でも実際、Windows XPが出てからちょっとWindowsに戻っていたのだから、絶対的なアドバンテージを感じていたわけではなかったと思う。結局、PCを使っているときは開発してる時間が長かったからLinux中心で使っていたけれども。

本格的に「Linuxがいい!」と思ったのはFedora Core 2になってからで、KDE3やGNOME2の見た目がよくなり、カスタマイズ性も上がったことが大きい。それぞれのデスクトップ環境が進化して明確にメリットを感じられるようになり、またデスクトップに適用できるテーマも洗練されてスタイリッシュになったことで、「Windowsでは選べないものが選べる」というメリットが分かりやすくなったのだ。 まぁ、この体験は個人的な技量向上によるところも大きいのだが、Firefoxも入ったし、さらにAnthyになって入力効率がよくなった(当時のWindowsよりもよかった)。こうしたことで普通に使えるようになっていったし、Linuxであることのデメリットがなくなり、メリットが拡大していった。

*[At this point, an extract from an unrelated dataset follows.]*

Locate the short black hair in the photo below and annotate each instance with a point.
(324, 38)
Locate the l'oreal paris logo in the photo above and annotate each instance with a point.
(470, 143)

KDE3をモノクロームデザインにしてみたもの。当時実際に使っていたテーマ

ただ、一方で激しい開発の中にあるソフトウェアが多く、安定性に乏しかった。 そのほかにも、フォント管理がフォントサーバー(XFS-XFT)から純粋にFreeTypeライブラリを使う形に変わったり、initが変わったり、大きな要素が大きく変わりもしたし、システムの構成は発展途上だった。 Systemdに関しては批判も多いが、総合的に見れば「より良い形」を見出して完成に近づいていると言ってよいのではないだろうか。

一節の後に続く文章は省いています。